The 2008 National Prevalence Study of Clostridium difficile in U.S. Healthcare Facilities – the largest, most comprehensive nationwide study of the prevalence of C. difficile in U.S. health care facilities – indicated that 13 of every 1,000 inpatients were either infected or colonized with the bacterium. Patients typically develop CDI from the use of broad-spectrum antibiotics that disrupt normal gastrointestinal flora, allowing C. difficile bacteria to flourish.

ViroPharma Inc.'s Vancocin is the only antibiotic approved in the U.S. to treat infections caused by C. difficile, with other drugs, like metronidazole, being used off-label.

However, up to 30 percent of CDI patients treated with vancomycin or other drugs experience a recurrence of the disease.

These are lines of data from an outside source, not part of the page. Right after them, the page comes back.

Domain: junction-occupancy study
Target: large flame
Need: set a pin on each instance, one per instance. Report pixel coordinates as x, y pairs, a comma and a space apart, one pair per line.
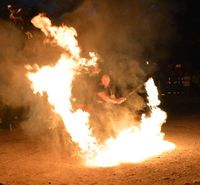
131, 145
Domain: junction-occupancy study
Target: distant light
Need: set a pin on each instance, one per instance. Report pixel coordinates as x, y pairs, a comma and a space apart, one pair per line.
178, 65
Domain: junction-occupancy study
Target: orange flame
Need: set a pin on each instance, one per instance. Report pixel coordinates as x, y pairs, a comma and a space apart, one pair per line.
131, 145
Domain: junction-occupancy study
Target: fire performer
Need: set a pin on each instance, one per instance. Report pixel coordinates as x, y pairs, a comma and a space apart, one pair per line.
105, 109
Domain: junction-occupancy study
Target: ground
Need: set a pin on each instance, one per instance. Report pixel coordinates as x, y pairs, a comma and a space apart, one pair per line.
24, 161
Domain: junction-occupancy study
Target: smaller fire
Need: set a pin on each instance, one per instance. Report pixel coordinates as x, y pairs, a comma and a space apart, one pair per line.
137, 143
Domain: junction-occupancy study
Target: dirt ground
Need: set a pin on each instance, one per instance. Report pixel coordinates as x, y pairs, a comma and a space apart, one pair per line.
24, 161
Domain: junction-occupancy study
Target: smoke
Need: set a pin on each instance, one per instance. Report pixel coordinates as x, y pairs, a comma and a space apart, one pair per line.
123, 37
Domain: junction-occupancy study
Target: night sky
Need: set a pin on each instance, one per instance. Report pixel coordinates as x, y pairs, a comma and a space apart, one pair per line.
184, 19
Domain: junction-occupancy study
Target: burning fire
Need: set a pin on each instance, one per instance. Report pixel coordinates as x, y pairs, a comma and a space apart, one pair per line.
134, 144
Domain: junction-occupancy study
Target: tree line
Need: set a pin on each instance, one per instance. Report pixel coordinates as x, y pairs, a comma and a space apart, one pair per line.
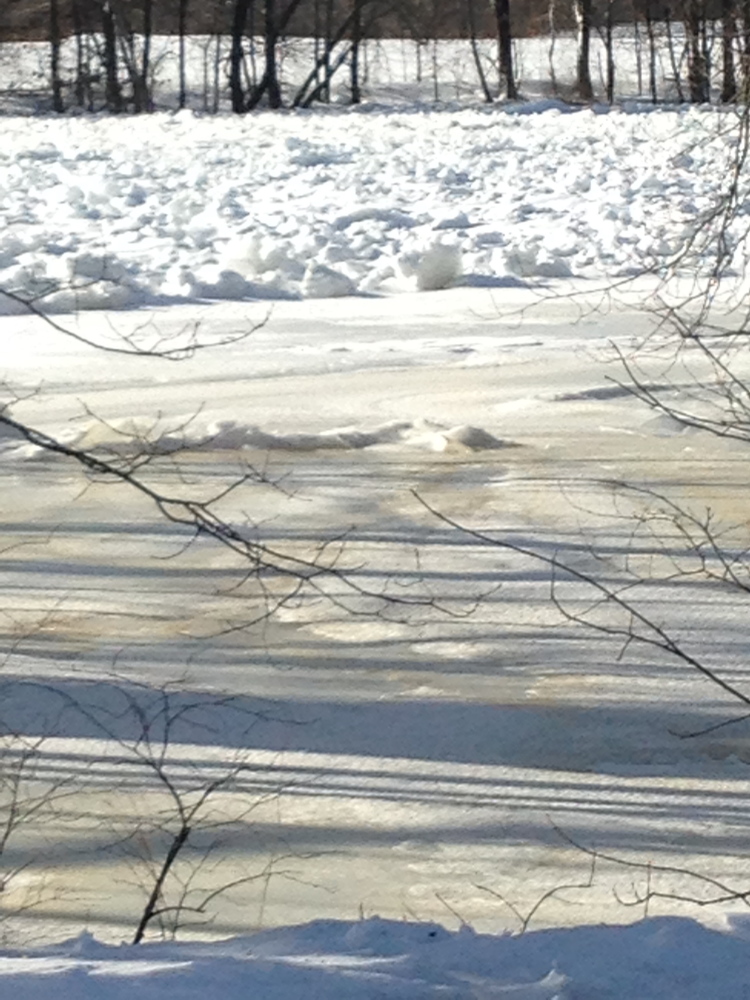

An additional approved antibiotic could give physicians another tool to fight the infection.

On the strength of its clinical data, Optimer licensed rights to fidaxomicin to Astellas Pharma Europe Ltd. in February for $68 million up front, supplementing its existing $59 million balance. The deal includes regulatory and commercial milestones up to $156 million, for a potential deal total of $224 million. The agreement gives Astellas rights to market fidaxomicin in Europe, where Optimer has a marketing authorization application pending, as well as the Middle East, Africa and the Commonwealth of Independent States. (See Bioworld Today, Feb. 8, 2011.)

Shortly after, Optimer supplemented its cash with an underwritten public offering of 6.9 million shares of common stock. The offering, fully exercised by underwriters, totaled $77.6 million, with shares priced at $11.25. (See BioWorld Today, Feb. 14, 2011.)

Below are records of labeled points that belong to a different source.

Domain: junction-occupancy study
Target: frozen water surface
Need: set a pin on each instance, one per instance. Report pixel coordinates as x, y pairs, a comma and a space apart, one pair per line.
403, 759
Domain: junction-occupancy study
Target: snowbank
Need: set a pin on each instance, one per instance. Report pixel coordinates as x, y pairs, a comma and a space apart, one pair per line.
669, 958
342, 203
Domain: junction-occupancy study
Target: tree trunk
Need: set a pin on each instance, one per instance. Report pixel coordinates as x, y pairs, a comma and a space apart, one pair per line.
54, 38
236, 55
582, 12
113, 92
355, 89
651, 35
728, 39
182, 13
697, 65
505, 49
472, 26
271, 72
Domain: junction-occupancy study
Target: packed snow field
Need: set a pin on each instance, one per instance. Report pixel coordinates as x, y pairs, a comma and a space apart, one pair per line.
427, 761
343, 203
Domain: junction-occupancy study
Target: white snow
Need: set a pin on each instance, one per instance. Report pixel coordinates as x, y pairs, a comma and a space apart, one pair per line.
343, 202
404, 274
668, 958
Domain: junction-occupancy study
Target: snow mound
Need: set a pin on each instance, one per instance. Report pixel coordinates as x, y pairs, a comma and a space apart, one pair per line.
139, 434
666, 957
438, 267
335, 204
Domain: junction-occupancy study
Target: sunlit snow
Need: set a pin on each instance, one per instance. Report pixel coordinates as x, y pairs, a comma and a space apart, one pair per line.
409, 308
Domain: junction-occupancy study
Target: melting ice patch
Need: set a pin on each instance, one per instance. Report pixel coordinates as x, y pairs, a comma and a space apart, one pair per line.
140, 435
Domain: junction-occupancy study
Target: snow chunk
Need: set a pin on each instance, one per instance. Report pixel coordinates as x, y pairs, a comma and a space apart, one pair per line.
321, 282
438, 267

Fidaxomicin, a macrolide antibiotic, and Optimer's other pipeline antibiotic Pruvel, a fluoroquinolone, are small-molecule drugs, but the company also develops carbohydrate-based biologics based on its One-Pot Synthesis (OpopS) platform.

OPT-822/821 is a breast cancer antigen, Globo H, linked to a protein carrier that Optimer's subsidiary, OBI, is developing for metastatic breast cancer, originally licensed from the Memorial Sloan-Kettering Cancer Center. MSKCC has completed Phase I safety studies in prostate and breast cancer, and in January OBI began Phase II/III trials.

Optimer also has a new antibiotic, CEM-101 (previously OP-1068), targeted against bacteria that are resistant to macrolide and ketolide antibiotics, developed with its glyco optimization technology that has had some positive results in animal trials.